Les lumières de Silvercoast scintillaient dans le crépuscule naissant, projetant leurs reflets sur des eaux paisibles, tandis que la brise du soir charriait déjà un léger souffle annonciateur de fraîcheur nocturne. La journée s'était déroulée comme à l'accoutumée dans cette nouvelle ère : le commerce tournait à plein régime, la circulation restait modérée, et un sentiment de routine régnait, sentiment longtemps inenvisageable pour la ville. Pourtant, pour Jared, Ava et Marcus, le flot quotidien masquait souvent les courants profonds qu'ils savaient encore présents. Alors même que la cité vivait dans un regain d'énergie, des rumeurs à demi-mot et des signes imperceptibles leur rappelaient que la vigilance demeurait cruciale.

Crépuscule sur le front de mer

Il était presque dix-neuf heures lorsque le trio choisit de se retrouver sur la promenade du port, récemment rénovée. Des lampadaires brillants bordaient à présent le chemin, des stands de nourriture s'alignaient et témoignaient de la métamorphose en cours. Des familles flânaient, s'arrêtant pour assister à de petites représentations de rue. Plus loin, la zone portuaire éclairée par de grands projecteurs offrait à la vue de grandes silhouettes de cargos.
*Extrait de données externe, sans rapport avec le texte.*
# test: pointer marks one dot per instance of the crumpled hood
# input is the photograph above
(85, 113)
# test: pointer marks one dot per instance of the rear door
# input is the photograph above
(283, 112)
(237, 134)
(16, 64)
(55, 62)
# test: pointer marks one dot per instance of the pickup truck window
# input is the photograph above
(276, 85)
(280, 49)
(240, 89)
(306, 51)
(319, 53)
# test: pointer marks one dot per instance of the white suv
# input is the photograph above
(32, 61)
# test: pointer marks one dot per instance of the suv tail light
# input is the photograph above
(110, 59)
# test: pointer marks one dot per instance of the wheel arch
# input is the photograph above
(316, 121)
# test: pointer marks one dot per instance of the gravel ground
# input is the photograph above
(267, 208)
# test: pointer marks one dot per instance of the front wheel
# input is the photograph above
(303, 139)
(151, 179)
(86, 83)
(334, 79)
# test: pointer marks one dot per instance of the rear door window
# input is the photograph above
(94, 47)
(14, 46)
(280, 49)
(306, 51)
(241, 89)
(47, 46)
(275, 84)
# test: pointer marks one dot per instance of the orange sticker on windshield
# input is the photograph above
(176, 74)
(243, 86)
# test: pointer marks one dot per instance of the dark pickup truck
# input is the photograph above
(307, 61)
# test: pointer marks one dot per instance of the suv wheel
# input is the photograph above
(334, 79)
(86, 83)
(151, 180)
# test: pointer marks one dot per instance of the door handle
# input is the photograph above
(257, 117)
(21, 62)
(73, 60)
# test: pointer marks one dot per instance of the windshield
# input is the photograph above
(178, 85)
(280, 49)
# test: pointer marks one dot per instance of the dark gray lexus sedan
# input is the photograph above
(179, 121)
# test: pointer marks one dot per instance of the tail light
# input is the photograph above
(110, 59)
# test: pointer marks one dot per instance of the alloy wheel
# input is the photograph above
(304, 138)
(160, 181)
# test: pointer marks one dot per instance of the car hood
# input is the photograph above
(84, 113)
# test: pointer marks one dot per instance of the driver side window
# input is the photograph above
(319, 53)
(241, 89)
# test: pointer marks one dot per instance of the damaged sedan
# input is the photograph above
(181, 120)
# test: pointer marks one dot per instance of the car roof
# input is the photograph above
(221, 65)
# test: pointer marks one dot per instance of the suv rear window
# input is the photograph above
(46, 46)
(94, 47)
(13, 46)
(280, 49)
Ava arriva la première, parcourant du regard la promenade désormais baignée d'une douce lumière artificielle. Dans un manteau léger pour se protéger de la brise, son stylo-caméra pendait à la poche, plus par habitude que par nécessité. Son exposé sur la chute du Syndicat approchait des derniers chapitres, mais elle continuait de prendre des notes, déterminée à documenter non seulement le passé sombre de la ville, mais aussi la lente et éclatante marche vers un futur prometteur.

Marcus la rejoignit peu après, un sac d'ordinateur sur l'épaule. Il avait passé la majeure partie de la journée à perfectionner la plateforme de sécurité intégrée de la ville, s'assurant que les signalements provenant des Claws ou de la patrouille portuaire soient remontés vers une base unique, partagée par le Guardian Council. Le système, déjà testé dans certains quartiers, était sur le point d'être élargi à toute la ville.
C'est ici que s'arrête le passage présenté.